I went to nicodemus bridge today and caught about 50 or more crappie. There were a lot of small ones and i was just catching them all on a chartruse tube lure and was juss dropping it straight down with a bobber and watching them eat it and then set the hook. If you couldn't see the lure u weren't going to catch a lot. All the fish were on top and there were some further out. it was a good trip and im going to head bak prob. next weekend.


----------



## Andre (Mar 15, 2003)

cool was there alot of peeps out there ?...The bigger crappies normally are under the smaller ones


----------



## fishhead (Oct 18, 2004)

Never heard of nicodemus bridge ... where's it at?

Thanks,
fishhead


----------



## Gnatman (Sep 15, 2005)

*fishhead...*

Nicodemus Road goes over Liberty Reservoir (a Baltimore water supply reservoir northwest of Baltimore City).

If you mapquest "Nicodemus Road - Reisterstown, Md, you should get a hit.

Head north on 796 (Owings Mills blvd), and take Franklin Blvd westbound.

The first traffic signal you see is Nicodemus Rd.

Turn right and you will be driving over the bridge in a short distance.

Depending on the fishing, it can get rather crowded, as you are only allowed to fish on the fenced-in side.

The fishing is usually excellent (wind permitting), for crappie - however most are small.

A number of LM & SM bass are taken - as well as the occasional walleye and striper.

The stripers usually fall to bottom fished chicken livers, or shiners. A number of anglers will liveline small crappie, perch, or bluegill - but that is technically illegal. They have restrictions on the use of aquatic bait - and all aquatic bait MUST be accompanied be a receipt showing that it came from a state-certified "zebra mussel free" dealer.

Keep in mind that Maryland has a 15 crappie/day creel limit.
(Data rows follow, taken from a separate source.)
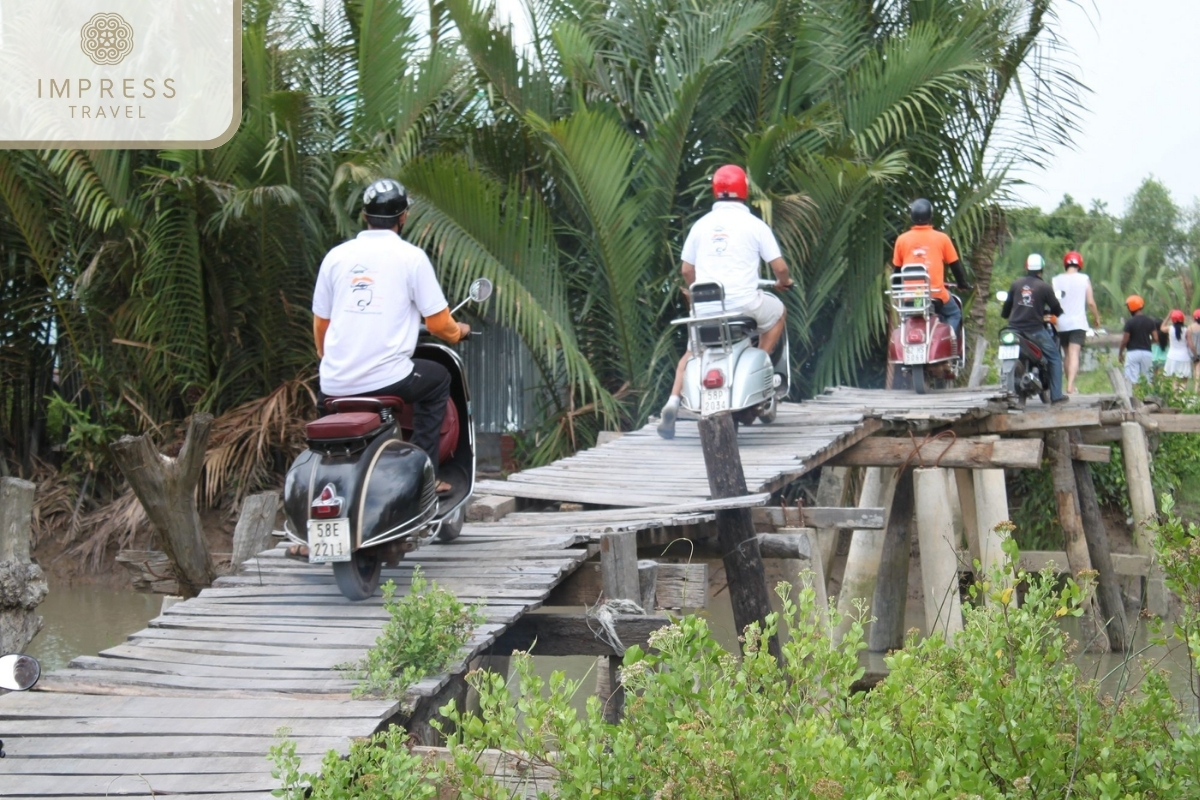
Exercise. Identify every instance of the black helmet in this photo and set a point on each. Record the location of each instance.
(383, 202)
(922, 211)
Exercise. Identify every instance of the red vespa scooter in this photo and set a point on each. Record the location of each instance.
(922, 344)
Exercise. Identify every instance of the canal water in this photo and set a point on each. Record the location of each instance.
(84, 620)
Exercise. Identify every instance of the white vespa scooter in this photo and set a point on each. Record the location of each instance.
(727, 372)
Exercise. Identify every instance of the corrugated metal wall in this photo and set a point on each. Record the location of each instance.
(503, 378)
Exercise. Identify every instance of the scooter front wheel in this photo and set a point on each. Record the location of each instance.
(359, 577)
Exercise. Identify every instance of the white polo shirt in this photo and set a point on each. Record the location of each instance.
(375, 289)
(726, 245)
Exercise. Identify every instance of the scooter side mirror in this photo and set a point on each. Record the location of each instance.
(18, 672)
(480, 289)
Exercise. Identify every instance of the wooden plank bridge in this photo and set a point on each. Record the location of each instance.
(189, 707)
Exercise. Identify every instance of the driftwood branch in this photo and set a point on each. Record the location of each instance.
(167, 491)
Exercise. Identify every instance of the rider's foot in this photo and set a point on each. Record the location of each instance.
(666, 425)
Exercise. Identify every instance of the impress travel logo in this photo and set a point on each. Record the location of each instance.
(126, 73)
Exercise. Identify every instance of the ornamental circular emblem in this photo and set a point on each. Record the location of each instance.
(107, 38)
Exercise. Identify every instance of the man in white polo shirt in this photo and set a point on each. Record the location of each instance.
(371, 295)
(727, 245)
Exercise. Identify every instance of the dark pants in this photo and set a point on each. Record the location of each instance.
(426, 389)
(1049, 344)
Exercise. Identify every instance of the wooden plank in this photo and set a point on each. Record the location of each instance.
(575, 635)
(1176, 422)
(153, 746)
(819, 517)
(108, 786)
(1123, 564)
(958, 453)
(43, 705)
(1091, 452)
(1042, 420)
(678, 585)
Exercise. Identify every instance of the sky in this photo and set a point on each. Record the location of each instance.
(1141, 61)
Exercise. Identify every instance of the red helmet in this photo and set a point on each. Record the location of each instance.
(730, 181)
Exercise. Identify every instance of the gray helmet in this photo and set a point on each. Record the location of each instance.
(921, 211)
(383, 202)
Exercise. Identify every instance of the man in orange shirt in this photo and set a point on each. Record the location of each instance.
(923, 245)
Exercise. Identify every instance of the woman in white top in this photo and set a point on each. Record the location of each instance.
(1194, 346)
(1179, 355)
(1074, 290)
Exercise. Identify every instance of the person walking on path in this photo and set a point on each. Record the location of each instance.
(1194, 347)
(1074, 290)
(1179, 354)
(1139, 332)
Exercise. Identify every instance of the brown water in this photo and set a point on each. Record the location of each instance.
(84, 620)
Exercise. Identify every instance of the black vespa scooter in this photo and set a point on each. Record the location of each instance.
(361, 495)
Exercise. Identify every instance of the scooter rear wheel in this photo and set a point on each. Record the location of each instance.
(918, 379)
(359, 577)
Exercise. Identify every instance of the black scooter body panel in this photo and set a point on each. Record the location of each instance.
(384, 487)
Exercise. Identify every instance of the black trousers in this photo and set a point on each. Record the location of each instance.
(426, 389)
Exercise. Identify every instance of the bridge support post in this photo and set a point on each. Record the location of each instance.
(1108, 590)
(939, 552)
(892, 585)
(619, 579)
(23, 583)
(735, 527)
(1135, 452)
(1072, 521)
(865, 549)
(831, 492)
(991, 510)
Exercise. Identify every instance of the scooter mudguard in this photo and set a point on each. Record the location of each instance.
(385, 489)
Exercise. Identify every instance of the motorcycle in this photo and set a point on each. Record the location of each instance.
(18, 673)
(922, 344)
(729, 372)
(1024, 371)
(361, 495)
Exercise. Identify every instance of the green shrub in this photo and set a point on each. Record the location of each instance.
(427, 629)
(379, 767)
(1001, 713)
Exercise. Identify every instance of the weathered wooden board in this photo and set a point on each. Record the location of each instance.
(817, 517)
(965, 453)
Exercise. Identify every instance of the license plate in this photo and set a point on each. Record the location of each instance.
(713, 400)
(329, 540)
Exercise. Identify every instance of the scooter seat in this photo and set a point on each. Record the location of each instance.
(739, 329)
(347, 425)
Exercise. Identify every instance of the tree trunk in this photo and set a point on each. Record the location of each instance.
(982, 259)
(22, 583)
(167, 491)
(1075, 540)
(735, 527)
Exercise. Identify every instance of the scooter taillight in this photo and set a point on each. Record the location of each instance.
(328, 505)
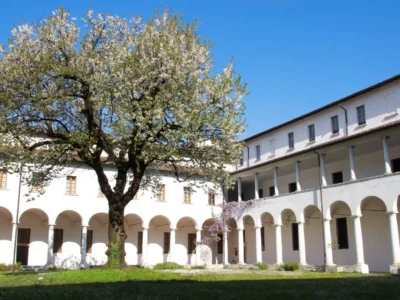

May you winds be light - and you string stretched TIGHT.
 

Screamin' reels.


----------



## FISHING4LIFE (Jul 14, 2006)

i got my limit and could have caughten my dads limit too but we had to go. those fish are a pain in the butt to fillet for me for some reason. I would cut down till i got to the backbone and there would be all these bones before them. man was it a pain so i left it up to my dad to cut the heads and tails off.


----------



## FISHING4LIFE (Jul 14, 2006)

andre the bridge was packed but i managed to get a spot cuz some spots were open. around 1 to 2 people rele started to leave and around 3 there were 4 of us out there. ur rite but some big crappies were juss sittin on the top. all the crappies were sitting on the top and most of the catch was small. if u have a myspace pm me and ill show u my link with the fish on it.


----------